I had the opportunity to see a presentation from Tom Costello, one of the authors of the paper that showed that LLMs are great at changing the beliefs of conspiracy theorists.
- I had the opportunity to see a presentation from Tom Costello, one of the authors of the paper that showed that LLMs are great at changing the beliefs of conspiracy theorists.
- Previously everyone assumed that conspiracy theorists were inherently hard to convince.
- It turns out that it's just hard to make arguments that convince them.
- Conspiracy theorists have an obsessive focus on a particular area.
- The desire to believe the conspiracy theory is more acute than the desire to not believe it, which is more diffuse.
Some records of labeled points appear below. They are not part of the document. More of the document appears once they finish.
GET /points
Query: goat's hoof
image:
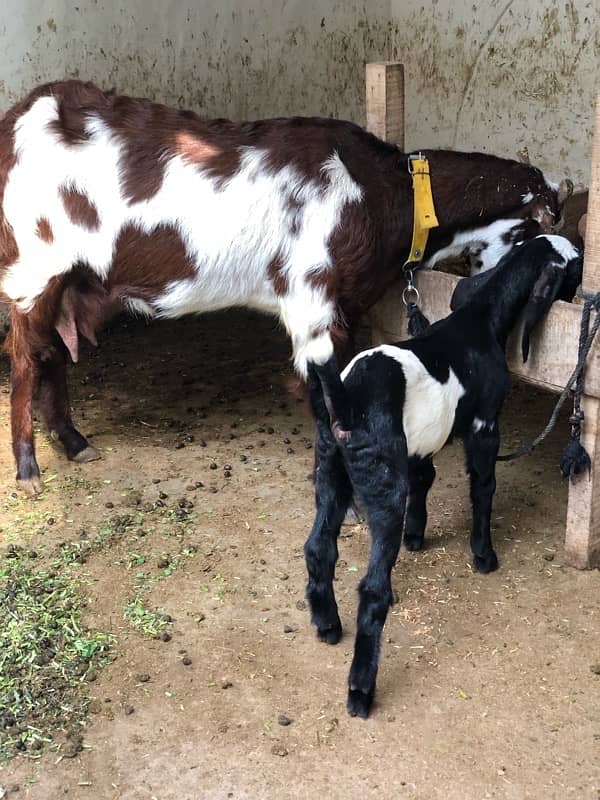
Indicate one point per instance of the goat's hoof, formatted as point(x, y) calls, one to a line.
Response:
point(352, 516)
point(487, 563)
point(31, 486)
point(359, 702)
point(414, 543)
point(88, 453)
point(330, 635)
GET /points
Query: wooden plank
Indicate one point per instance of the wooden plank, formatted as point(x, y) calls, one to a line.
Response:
point(385, 101)
point(582, 543)
point(553, 353)
point(582, 540)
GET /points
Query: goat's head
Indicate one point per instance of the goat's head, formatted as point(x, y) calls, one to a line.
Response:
point(546, 209)
point(555, 272)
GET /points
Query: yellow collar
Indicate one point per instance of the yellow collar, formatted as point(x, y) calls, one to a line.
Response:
point(424, 216)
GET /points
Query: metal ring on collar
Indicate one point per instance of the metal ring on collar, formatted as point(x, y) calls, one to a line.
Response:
point(407, 292)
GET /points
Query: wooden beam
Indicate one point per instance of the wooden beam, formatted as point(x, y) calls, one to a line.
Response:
point(385, 101)
point(582, 544)
point(553, 353)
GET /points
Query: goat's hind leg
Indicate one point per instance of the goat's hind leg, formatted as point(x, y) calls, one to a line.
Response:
point(481, 449)
point(383, 493)
point(333, 493)
point(54, 404)
point(24, 374)
point(421, 474)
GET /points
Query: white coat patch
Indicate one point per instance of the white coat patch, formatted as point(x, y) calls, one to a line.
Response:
point(429, 406)
point(483, 244)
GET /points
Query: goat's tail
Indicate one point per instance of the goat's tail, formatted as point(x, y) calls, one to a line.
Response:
point(329, 399)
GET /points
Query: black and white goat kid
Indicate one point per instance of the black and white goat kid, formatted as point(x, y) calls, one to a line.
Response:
point(392, 409)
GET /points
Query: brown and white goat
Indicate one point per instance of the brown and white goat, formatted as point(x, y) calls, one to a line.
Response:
point(109, 201)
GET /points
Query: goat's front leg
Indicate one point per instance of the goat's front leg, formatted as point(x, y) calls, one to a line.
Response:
point(384, 498)
point(23, 381)
point(333, 493)
point(54, 404)
point(481, 449)
point(421, 474)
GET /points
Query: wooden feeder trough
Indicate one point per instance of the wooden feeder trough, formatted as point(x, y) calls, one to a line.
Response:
point(554, 345)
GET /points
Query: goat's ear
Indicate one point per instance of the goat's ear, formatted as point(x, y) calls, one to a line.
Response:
point(542, 296)
point(542, 214)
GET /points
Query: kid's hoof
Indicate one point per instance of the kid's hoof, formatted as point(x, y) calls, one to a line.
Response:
point(414, 543)
point(330, 635)
point(89, 453)
point(31, 486)
point(486, 564)
point(359, 703)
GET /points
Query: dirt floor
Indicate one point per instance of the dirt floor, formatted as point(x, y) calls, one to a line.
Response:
point(489, 685)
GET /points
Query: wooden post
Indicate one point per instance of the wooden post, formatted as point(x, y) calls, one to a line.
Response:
point(385, 101)
point(385, 118)
point(582, 543)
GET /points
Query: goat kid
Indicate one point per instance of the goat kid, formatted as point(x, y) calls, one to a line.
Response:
point(393, 408)
point(111, 202)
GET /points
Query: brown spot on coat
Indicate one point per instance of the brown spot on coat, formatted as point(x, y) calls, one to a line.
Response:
point(80, 209)
point(145, 263)
point(194, 149)
point(44, 230)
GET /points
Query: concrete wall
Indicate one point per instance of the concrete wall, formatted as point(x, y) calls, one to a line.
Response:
point(494, 75)
point(501, 74)
point(221, 57)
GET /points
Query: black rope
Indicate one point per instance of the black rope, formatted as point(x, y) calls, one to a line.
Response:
point(574, 458)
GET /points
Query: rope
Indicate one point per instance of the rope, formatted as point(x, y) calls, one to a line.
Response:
point(586, 339)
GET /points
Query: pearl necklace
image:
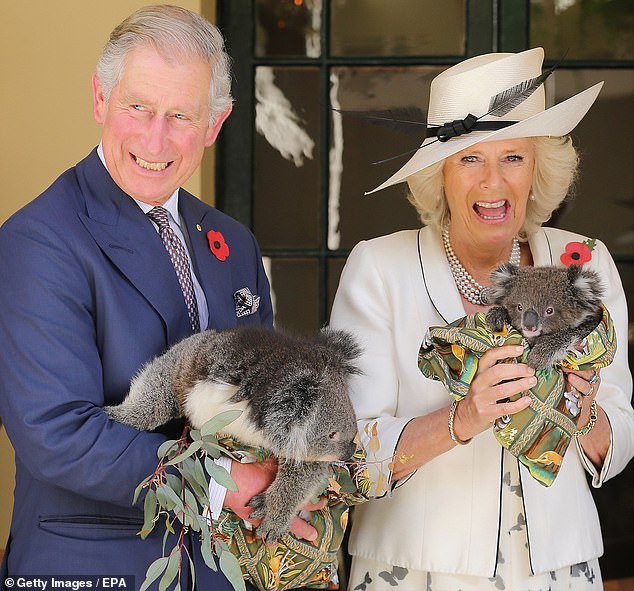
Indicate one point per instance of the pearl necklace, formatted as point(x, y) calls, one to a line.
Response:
point(465, 283)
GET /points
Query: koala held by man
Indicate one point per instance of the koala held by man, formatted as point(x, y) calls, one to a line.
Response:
point(293, 394)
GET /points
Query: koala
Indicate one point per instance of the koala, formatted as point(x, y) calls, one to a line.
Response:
point(553, 307)
point(292, 392)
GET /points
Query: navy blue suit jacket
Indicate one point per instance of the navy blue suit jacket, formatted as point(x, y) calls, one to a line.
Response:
point(88, 296)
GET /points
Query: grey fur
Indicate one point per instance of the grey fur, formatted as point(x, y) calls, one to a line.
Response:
point(553, 307)
point(293, 393)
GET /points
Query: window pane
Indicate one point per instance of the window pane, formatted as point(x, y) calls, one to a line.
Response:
point(397, 27)
point(286, 185)
point(287, 27)
point(580, 29)
point(357, 143)
point(335, 267)
point(295, 293)
point(603, 206)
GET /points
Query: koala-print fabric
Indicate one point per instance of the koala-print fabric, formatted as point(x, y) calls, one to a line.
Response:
point(513, 569)
point(294, 562)
point(540, 434)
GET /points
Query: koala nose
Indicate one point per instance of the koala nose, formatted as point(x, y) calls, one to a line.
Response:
point(530, 320)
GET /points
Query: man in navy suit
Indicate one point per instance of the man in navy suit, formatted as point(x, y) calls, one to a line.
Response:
point(90, 294)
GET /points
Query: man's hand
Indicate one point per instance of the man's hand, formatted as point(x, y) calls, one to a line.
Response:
point(254, 478)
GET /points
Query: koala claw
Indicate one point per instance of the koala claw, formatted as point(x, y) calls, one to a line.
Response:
point(258, 502)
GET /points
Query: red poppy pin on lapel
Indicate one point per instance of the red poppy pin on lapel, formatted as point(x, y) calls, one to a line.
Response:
point(218, 245)
point(578, 253)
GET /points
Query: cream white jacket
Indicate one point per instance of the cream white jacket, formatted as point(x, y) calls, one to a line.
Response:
point(446, 516)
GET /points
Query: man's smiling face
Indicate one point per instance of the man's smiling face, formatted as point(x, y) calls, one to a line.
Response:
point(155, 123)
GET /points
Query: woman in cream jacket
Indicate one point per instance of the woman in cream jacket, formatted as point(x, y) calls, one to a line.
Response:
point(454, 508)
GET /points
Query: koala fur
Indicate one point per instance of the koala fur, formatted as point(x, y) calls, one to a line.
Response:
point(553, 307)
point(293, 394)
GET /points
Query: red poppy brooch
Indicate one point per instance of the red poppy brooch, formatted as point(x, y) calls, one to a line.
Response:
point(578, 253)
point(218, 245)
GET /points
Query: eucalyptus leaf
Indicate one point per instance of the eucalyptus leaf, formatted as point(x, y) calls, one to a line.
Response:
point(193, 473)
point(191, 449)
point(168, 527)
point(164, 447)
point(150, 506)
point(154, 571)
point(230, 567)
point(213, 449)
point(138, 489)
point(192, 569)
point(220, 475)
point(219, 422)
point(172, 569)
point(174, 483)
point(171, 499)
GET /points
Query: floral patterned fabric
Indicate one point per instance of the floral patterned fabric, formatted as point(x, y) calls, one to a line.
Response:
point(294, 562)
point(540, 434)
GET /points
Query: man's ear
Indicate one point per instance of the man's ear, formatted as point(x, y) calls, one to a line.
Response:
point(212, 132)
point(99, 103)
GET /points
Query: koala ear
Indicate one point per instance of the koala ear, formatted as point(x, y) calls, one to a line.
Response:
point(343, 345)
point(585, 284)
point(502, 279)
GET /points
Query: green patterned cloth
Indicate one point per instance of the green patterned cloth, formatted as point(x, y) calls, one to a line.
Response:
point(295, 562)
point(540, 434)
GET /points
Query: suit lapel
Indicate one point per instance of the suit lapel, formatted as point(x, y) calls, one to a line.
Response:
point(437, 276)
point(129, 240)
point(214, 275)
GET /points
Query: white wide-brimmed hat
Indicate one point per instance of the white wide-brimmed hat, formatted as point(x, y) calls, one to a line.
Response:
point(495, 96)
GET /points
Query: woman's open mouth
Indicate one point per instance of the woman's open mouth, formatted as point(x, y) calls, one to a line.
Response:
point(491, 210)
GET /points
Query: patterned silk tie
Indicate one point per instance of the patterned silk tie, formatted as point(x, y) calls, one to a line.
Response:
point(176, 250)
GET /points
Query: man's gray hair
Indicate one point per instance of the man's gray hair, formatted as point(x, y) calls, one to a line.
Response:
point(176, 33)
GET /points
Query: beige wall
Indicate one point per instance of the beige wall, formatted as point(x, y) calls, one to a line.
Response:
point(47, 54)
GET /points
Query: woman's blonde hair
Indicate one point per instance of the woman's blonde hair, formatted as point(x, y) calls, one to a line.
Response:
point(556, 164)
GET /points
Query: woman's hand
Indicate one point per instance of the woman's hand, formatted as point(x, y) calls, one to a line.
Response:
point(493, 384)
point(596, 443)
point(254, 478)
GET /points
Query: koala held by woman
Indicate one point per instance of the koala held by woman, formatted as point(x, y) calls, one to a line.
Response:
point(553, 307)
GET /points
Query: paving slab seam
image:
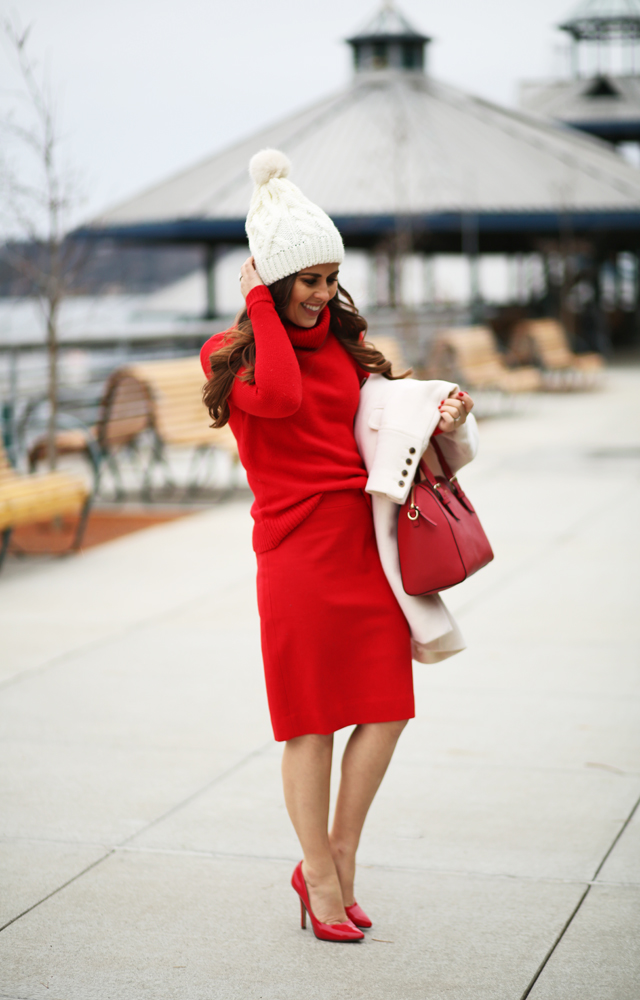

- They know more "facts" about their obsession than you do.
- You'd need vast stores of concrete relevant information, and also infinite patience to customize the argument to them.[lj]
- Something that LLMs can do well!
- In their research they found that the effects of convincing were durable.
- They did some follow up research on the mechanism.
- They varied eight different dimensions that might have made the LLM more convincing.
- The only one that had an impact was the LLM's command of a vast set of facts.
- They also investigated if LLMs would be equally effective at convincing people of conspiracy theories.
- They found that if they allowed them to lie they were able to be similarly persuasive on average.
- Another argument for why alignment with a user's interests is so key.